159 paediatric-onset UC patients with a follow-up more than 2 years were identified (5% of all UC cases), including 92 females (58%). Median age at diagnosis was 14.5 years [IQR: 11.4–16.1] and median duration of follow-up was 11.5 years [8.2–15.8]. At diagnosis 25% of children had proctitis (E1), 38% left-sided colitis (E2) and 37% extensive colitis (E3). Disease course was characterised by disease extension in 50% of patients (50 among 101 E1 and E2). Cumulative risks of disease extension were 11% at 1 year, 48% at 5 years, 54% at 10 years and 57% at 15 years. At diagnosis 12 (8%) patients had extra intestinal manifestations and 40 (25%) at maximal follow-up including articular manifestations (n = 27).

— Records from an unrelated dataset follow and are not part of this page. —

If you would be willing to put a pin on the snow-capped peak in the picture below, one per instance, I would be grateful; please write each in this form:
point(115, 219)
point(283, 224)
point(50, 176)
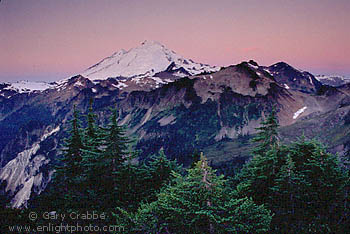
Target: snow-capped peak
point(147, 59)
point(28, 86)
point(332, 80)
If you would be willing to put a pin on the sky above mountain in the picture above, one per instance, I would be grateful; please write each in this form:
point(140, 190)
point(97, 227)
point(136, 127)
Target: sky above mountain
point(49, 39)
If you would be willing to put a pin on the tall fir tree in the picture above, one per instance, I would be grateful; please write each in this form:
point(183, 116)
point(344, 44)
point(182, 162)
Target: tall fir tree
point(301, 183)
point(199, 202)
point(66, 189)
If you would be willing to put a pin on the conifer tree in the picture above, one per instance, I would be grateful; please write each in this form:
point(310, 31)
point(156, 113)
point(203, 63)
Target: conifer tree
point(66, 189)
point(107, 166)
point(197, 203)
point(90, 157)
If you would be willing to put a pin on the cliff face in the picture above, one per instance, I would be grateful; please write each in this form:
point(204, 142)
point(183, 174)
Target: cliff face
point(206, 112)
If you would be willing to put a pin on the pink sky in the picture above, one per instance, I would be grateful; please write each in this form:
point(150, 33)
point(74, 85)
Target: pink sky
point(51, 39)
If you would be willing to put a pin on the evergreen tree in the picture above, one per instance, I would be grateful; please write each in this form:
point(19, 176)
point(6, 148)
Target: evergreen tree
point(66, 190)
point(197, 203)
point(302, 184)
point(91, 156)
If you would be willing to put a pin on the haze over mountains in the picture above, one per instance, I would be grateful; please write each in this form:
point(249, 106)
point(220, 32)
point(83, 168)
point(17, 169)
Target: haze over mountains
point(169, 102)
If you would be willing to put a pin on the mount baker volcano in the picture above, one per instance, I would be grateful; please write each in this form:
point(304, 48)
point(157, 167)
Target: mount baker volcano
point(166, 101)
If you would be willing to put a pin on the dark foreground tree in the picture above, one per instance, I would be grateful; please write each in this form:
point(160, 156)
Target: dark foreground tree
point(199, 202)
point(301, 183)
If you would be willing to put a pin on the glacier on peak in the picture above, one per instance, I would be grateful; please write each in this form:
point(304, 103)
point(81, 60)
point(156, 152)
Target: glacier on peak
point(147, 59)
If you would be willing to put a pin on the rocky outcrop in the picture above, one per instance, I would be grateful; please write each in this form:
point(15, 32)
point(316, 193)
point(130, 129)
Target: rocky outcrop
point(23, 174)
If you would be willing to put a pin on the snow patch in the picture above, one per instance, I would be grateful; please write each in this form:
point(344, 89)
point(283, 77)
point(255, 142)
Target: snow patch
point(27, 86)
point(299, 112)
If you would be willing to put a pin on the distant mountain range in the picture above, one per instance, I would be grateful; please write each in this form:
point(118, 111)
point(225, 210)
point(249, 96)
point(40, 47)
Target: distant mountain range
point(168, 102)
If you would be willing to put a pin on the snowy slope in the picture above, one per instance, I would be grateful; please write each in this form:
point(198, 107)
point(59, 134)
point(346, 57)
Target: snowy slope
point(27, 86)
point(332, 80)
point(148, 59)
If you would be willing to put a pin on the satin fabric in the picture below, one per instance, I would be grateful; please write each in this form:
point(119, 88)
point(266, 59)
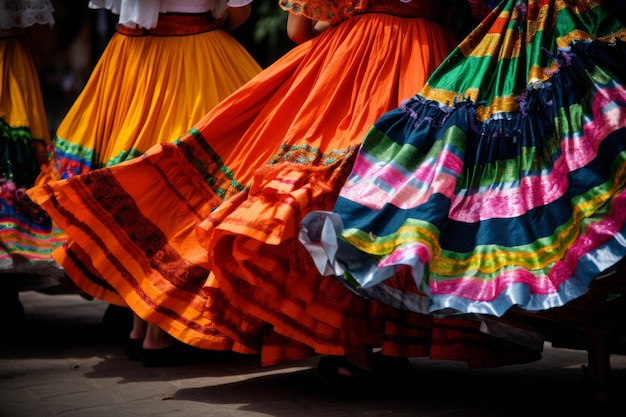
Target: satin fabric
point(27, 235)
point(497, 193)
point(159, 85)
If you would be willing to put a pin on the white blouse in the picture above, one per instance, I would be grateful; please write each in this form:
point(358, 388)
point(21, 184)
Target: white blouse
point(25, 13)
point(145, 13)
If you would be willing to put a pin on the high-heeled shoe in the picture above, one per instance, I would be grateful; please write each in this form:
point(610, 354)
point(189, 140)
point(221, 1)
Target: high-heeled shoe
point(177, 353)
point(134, 349)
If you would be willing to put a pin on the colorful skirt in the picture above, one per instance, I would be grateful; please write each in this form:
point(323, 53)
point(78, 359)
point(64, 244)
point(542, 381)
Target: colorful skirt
point(201, 236)
point(497, 192)
point(149, 87)
point(27, 234)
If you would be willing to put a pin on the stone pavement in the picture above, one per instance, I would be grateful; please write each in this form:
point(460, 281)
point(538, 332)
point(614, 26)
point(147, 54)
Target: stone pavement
point(63, 362)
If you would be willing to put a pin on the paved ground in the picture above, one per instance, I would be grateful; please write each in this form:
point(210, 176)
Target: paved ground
point(65, 363)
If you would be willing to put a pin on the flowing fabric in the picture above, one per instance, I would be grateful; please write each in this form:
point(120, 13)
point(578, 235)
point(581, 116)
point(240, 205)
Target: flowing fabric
point(200, 236)
point(497, 192)
point(27, 234)
point(160, 82)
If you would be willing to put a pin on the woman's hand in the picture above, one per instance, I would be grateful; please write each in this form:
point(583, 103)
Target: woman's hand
point(236, 17)
point(300, 28)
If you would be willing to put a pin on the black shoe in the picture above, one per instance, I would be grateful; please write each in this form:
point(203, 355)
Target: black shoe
point(175, 354)
point(134, 349)
point(360, 384)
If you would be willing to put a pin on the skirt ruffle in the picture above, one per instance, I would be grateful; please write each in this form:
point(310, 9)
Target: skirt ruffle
point(159, 85)
point(493, 196)
point(200, 237)
point(27, 234)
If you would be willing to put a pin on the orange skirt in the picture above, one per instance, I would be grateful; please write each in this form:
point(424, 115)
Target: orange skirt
point(201, 237)
point(27, 236)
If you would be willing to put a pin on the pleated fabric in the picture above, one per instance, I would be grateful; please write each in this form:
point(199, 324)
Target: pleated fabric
point(27, 234)
point(147, 89)
point(501, 191)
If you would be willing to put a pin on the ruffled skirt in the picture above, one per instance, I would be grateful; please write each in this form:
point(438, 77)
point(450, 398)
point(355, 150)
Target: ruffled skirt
point(501, 192)
point(27, 235)
point(145, 90)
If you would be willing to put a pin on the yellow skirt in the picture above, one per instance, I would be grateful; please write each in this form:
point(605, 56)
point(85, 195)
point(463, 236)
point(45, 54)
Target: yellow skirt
point(201, 238)
point(27, 236)
point(146, 90)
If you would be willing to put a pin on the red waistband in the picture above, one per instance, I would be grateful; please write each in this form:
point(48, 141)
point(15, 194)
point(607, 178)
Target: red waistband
point(173, 24)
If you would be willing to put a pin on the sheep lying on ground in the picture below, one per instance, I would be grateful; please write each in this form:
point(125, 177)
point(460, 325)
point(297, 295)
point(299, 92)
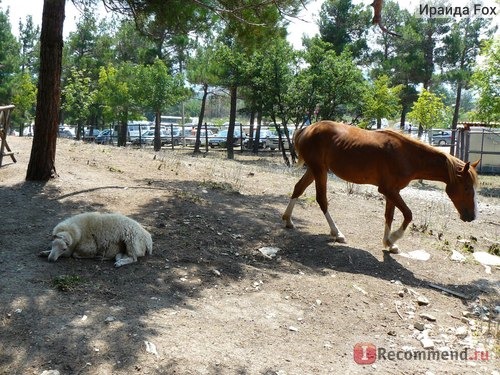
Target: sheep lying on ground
point(103, 236)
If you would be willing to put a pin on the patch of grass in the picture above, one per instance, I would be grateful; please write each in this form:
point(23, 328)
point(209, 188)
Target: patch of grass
point(66, 283)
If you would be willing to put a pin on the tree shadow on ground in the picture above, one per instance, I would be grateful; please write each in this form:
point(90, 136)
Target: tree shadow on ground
point(204, 234)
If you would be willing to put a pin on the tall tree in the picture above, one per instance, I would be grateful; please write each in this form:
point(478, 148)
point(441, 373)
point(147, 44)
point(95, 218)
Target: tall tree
point(486, 79)
point(428, 111)
point(41, 165)
point(116, 94)
point(78, 96)
point(9, 58)
point(24, 98)
point(458, 56)
point(201, 70)
point(345, 25)
point(28, 38)
point(159, 90)
point(381, 100)
point(332, 84)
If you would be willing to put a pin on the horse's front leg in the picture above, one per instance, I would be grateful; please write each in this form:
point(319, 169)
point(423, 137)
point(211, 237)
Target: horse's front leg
point(299, 189)
point(389, 218)
point(393, 199)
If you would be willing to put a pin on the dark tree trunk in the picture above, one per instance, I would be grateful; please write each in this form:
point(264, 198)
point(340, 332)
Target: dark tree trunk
point(456, 113)
point(157, 139)
point(197, 143)
point(41, 166)
point(232, 121)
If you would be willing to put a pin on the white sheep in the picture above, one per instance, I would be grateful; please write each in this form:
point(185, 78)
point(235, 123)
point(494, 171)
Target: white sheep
point(104, 236)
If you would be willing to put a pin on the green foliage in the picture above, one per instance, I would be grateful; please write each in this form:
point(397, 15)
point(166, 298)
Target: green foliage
point(24, 98)
point(381, 100)
point(428, 111)
point(332, 84)
point(78, 96)
point(486, 79)
point(156, 89)
point(115, 91)
point(345, 25)
point(9, 58)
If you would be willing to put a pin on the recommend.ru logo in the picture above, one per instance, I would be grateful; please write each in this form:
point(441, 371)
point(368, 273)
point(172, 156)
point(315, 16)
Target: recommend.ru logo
point(366, 353)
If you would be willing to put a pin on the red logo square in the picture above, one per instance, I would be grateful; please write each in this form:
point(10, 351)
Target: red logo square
point(365, 353)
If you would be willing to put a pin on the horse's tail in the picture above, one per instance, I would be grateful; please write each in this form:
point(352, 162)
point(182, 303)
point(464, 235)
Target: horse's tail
point(296, 145)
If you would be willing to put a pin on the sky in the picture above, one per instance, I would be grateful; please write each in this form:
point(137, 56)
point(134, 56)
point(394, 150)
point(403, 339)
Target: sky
point(19, 10)
point(305, 23)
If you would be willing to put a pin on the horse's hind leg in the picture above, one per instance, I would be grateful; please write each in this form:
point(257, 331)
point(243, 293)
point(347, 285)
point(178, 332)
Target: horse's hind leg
point(321, 180)
point(299, 189)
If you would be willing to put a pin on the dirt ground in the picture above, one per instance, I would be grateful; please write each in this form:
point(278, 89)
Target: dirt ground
point(208, 302)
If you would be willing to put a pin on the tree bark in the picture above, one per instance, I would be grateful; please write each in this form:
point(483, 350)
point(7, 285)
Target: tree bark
point(41, 166)
point(456, 112)
point(197, 143)
point(232, 122)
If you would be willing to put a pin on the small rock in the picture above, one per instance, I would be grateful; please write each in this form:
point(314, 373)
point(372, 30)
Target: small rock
point(419, 325)
point(462, 332)
point(216, 272)
point(422, 301)
point(427, 343)
point(457, 257)
point(269, 252)
point(429, 317)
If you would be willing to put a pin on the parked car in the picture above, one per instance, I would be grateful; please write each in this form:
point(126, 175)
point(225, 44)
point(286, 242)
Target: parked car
point(107, 136)
point(148, 137)
point(264, 136)
point(440, 137)
point(66, 133)
point(90, 134)
point(191, 138)
point(273, 140)
point(220, 139)
point(174, 137)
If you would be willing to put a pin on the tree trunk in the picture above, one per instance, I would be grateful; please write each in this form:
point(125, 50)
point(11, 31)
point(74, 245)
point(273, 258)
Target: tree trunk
point(456, 112)
point(197, 142)
point(41, 166)
point(157, 139)
point(123, 135)
point(232, 121)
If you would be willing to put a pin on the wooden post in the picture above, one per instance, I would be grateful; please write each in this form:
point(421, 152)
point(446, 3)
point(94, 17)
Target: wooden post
point(4, 131)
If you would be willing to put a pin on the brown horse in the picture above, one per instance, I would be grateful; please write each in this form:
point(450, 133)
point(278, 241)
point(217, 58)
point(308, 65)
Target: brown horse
point(386, 159)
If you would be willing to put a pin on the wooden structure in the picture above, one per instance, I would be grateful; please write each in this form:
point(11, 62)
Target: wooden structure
point(4, 131)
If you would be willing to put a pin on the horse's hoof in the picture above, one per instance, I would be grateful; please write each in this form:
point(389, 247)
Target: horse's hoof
point(394, 249)
point(288, 223)
point(340, 238)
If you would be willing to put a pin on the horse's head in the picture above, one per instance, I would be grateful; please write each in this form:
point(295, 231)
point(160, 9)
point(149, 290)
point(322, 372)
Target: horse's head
point(462, 190)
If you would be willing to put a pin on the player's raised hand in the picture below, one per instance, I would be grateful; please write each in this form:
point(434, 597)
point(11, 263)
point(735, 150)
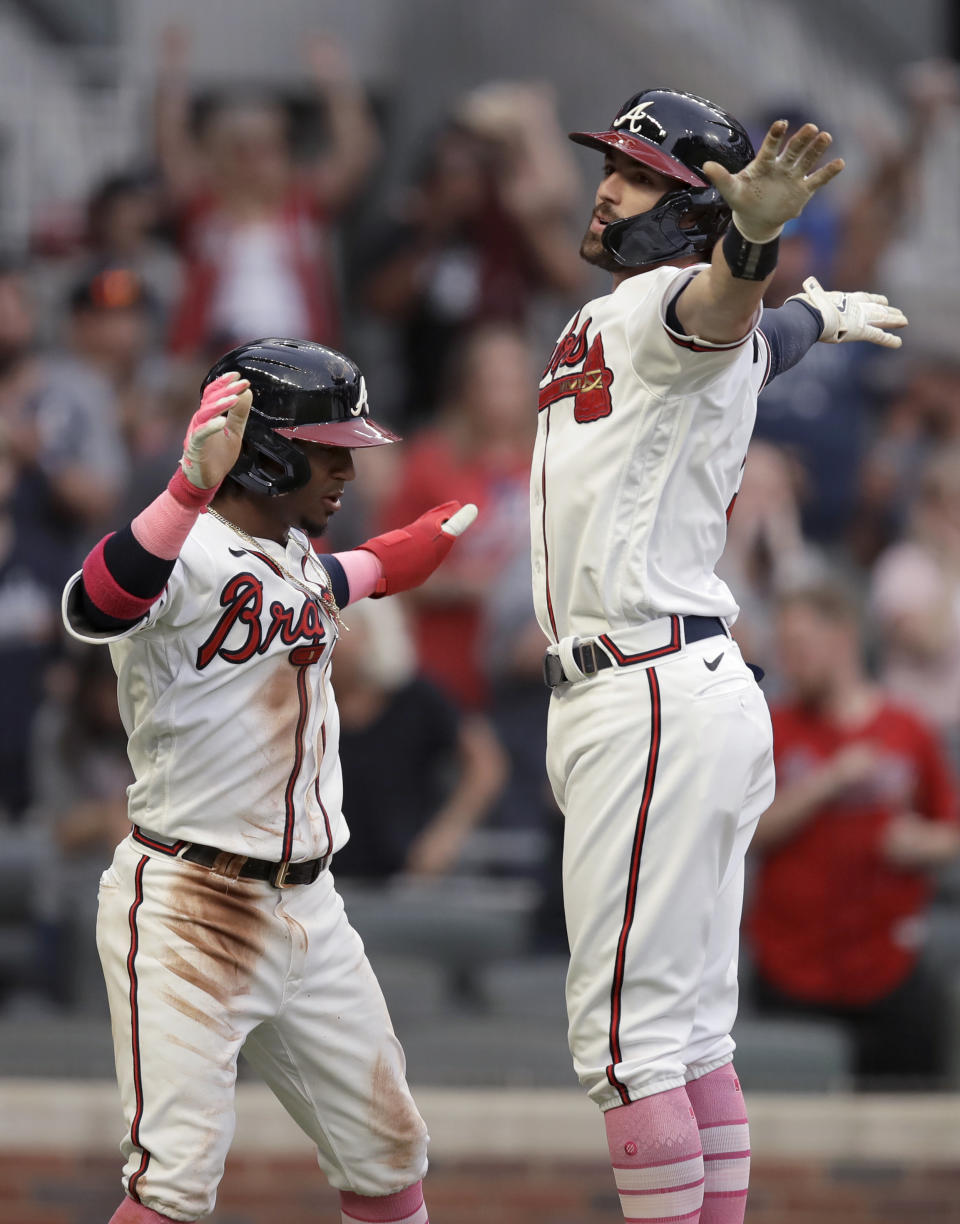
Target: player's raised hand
point(778, 182)
point(213, 437)
point(852, 316)
point(410, 555)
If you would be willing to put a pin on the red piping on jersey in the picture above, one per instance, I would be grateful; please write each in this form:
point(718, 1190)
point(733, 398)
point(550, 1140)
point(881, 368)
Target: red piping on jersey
point(316, 788)
point(173, 851)
point(671, 648)
point(767, 371)
point(288, 829)
point(267, 561)
point(131, 1189)
point(631, 902)
point(326, 821)
point(546, 551)
point(688, 343)
point(734, 498)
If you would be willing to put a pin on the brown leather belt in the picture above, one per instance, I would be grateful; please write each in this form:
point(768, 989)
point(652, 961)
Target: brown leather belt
point(593, 659)
point(236, 867)
point(281, 875)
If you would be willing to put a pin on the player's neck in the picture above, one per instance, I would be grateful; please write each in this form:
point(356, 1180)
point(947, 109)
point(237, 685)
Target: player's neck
point(683, 261)
point(257, 518)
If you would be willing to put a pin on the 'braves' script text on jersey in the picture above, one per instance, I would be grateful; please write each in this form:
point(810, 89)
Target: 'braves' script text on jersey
point(234, 638)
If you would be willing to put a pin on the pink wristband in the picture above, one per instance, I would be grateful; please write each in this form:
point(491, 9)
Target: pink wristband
point(363, 569)
point(168, 520)
point(187, 493)
point(107, 593)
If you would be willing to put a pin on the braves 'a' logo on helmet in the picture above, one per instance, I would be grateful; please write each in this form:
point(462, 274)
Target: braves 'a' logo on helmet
point(639, 123)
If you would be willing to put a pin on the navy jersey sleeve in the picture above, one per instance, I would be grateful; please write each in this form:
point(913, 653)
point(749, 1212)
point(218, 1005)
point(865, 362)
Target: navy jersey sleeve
point(339, 583)
point(790, 331)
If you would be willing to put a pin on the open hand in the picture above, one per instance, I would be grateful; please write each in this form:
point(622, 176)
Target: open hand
point(213, 437)
point(778, 182)
point(852, 316)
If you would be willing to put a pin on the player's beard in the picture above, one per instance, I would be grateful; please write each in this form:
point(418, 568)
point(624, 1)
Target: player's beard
point(593, 251)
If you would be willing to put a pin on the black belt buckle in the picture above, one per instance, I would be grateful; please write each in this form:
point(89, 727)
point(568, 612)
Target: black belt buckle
point(588, 660)
point(281, 875)
point(552, 670)
point(278, 876)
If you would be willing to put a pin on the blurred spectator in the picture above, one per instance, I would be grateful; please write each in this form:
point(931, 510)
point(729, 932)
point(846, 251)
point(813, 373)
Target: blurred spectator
point(120, 230)
point(418, 776)
point(486, 227)
point(60, 419)
point(254, 224)
point(80, 775)
point(865, 810)
point(824, 410)
point(765, 552)
point(922, 417)
point(478, 452)
point(819, 413)
point(32, 573)
point(916, 601)
point(110, 332)
point(123, 217)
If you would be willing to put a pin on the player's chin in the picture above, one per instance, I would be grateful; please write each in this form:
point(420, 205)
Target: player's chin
point(593, 251)
point(315, 523)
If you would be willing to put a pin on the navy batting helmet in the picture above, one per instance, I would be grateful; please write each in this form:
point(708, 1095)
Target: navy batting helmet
point(674, 134)
point(303, 392)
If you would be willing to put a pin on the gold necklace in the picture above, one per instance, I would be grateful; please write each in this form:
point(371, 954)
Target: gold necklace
point(326, 593)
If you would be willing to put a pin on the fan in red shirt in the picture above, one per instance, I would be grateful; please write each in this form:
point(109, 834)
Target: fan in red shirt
point(255, 225)
point(481, 447)
point(866, 808)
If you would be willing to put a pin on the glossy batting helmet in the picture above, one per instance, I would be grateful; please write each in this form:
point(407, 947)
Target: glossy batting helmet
point(303, 392)
point(674, 134)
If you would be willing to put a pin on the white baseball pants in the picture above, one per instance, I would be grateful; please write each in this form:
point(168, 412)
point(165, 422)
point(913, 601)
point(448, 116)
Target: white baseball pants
point(198, 966)
point(661, 771)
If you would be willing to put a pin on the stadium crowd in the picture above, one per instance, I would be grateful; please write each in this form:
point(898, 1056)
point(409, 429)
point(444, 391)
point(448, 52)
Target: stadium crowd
point(844, 548)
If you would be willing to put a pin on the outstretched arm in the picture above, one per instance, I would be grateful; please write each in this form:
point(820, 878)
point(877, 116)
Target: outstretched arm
point(720, 304)
point(126, 572)
point(398, 561)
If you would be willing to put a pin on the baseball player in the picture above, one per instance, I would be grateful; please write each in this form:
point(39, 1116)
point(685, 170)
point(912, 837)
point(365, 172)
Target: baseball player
point(659, 744)
point(219, 927)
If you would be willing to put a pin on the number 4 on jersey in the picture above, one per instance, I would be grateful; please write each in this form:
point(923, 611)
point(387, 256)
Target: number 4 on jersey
point(589, 386)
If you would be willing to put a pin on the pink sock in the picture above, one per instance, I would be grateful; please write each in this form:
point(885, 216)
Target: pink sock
point(130, 1212)
point(404, 1207)
point(655, 1152)
point(721, 1118)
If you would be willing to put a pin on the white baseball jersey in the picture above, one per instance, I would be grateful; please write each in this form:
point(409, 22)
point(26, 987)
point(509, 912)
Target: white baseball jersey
point(639, 452)
point(224, 693)
point(663, 764)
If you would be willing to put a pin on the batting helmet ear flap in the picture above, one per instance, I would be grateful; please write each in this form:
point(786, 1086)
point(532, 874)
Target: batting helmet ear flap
point(268, 463)
point(683, 222)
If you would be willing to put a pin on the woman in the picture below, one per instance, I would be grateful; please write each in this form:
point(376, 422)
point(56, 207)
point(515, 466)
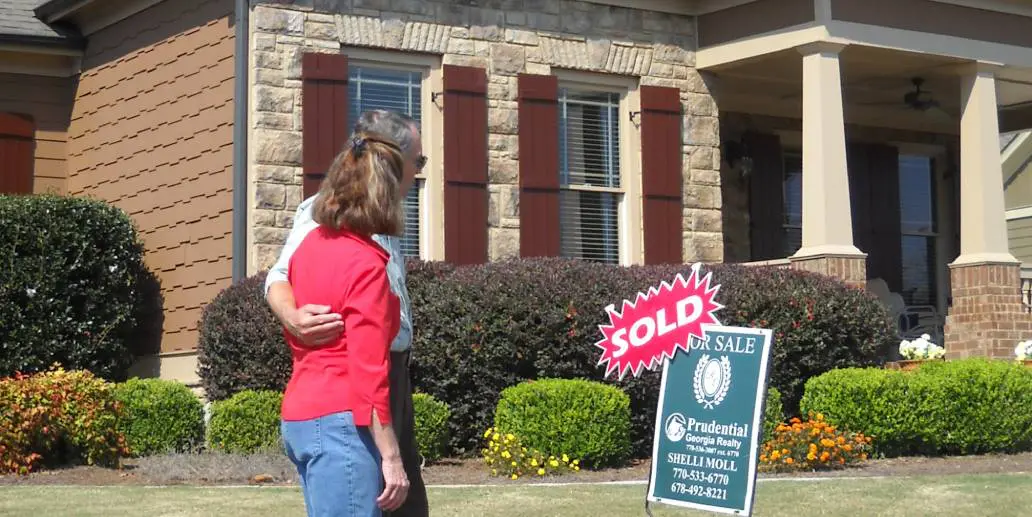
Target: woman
point(335, 410)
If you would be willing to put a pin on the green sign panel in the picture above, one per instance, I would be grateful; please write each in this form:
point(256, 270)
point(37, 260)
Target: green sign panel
point(709, 421)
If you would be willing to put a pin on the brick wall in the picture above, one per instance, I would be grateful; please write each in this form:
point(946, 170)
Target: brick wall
point(505, 37)
point(988, 318)
point(152, 133)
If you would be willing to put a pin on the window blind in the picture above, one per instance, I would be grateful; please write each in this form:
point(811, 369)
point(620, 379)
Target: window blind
point(373, 88)
point(589, 159)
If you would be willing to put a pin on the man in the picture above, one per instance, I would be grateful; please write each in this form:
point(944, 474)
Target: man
point(314, 325)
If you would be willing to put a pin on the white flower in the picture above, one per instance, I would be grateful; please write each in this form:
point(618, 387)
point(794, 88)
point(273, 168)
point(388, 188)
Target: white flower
point(1023, 351)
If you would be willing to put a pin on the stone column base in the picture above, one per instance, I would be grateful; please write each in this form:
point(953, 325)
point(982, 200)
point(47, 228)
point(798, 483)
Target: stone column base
point(987, 318)
point(851, 269)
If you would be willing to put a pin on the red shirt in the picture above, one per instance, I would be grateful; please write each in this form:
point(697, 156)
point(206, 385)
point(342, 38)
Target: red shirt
point(348, 272)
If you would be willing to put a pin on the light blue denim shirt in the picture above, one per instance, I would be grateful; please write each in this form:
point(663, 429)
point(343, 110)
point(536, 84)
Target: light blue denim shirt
point(395, 268)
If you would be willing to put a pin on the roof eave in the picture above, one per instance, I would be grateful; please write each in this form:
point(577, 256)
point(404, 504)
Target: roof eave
point(56, 10)
point(73, 43)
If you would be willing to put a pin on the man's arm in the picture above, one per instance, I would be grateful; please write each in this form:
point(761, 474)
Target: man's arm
point(312, 324)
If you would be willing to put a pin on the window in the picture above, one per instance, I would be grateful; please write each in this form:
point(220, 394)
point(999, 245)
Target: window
point(917, 211)
point(589, 175)
point(397, 90)
point(793, 201)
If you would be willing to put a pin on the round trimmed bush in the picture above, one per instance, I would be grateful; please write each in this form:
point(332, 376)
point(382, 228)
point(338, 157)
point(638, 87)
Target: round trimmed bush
point(160, 417)
point(586, 420)
point(74, 289)
point(247, 422)
point(431, 426)
point(963, 407)
point(242, 344)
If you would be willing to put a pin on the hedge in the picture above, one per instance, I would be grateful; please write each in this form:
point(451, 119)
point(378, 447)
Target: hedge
point(73, 288)
point(247, 422)
point(773, 413)
point(431, 426)
point(587, 420)
point(242, 344)
point(480, 329)
point(962, 407)
point(160, 417)
point(58, 418)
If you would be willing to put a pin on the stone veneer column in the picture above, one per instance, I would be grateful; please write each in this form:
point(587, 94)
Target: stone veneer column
point(657, 47)
point(987, 318)
point(828, 244)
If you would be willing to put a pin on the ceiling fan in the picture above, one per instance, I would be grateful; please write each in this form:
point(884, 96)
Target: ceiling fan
point(917, 99)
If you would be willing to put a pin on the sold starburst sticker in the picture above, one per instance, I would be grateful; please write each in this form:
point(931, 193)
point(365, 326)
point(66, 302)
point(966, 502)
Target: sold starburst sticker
point(657, 323)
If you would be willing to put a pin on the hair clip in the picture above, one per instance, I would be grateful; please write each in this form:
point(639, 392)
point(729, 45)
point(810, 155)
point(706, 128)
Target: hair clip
point(358, 146)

Cumulative probabilities of receiving IS and anti-TNF therapy were respectively 20% and 0.5% at 2 years, 28% and 4% at 5 years, 32% and 7% at 10 years and 35% and 13% at 15 years. Cumulative probabilities of colectomy were 6% at 1 year, 20% at 5 years, 21% at 10 years and 24% at 15 years.

Conclusion

In this large population-based cohort of paediatric-onset UC disease the rate of disease extension and colectomy rapidly increased within the first 6 years after diagnosis and then remained stable. These data emphasize the need for early intervention with the objective to modify the natural history of paediatric UC.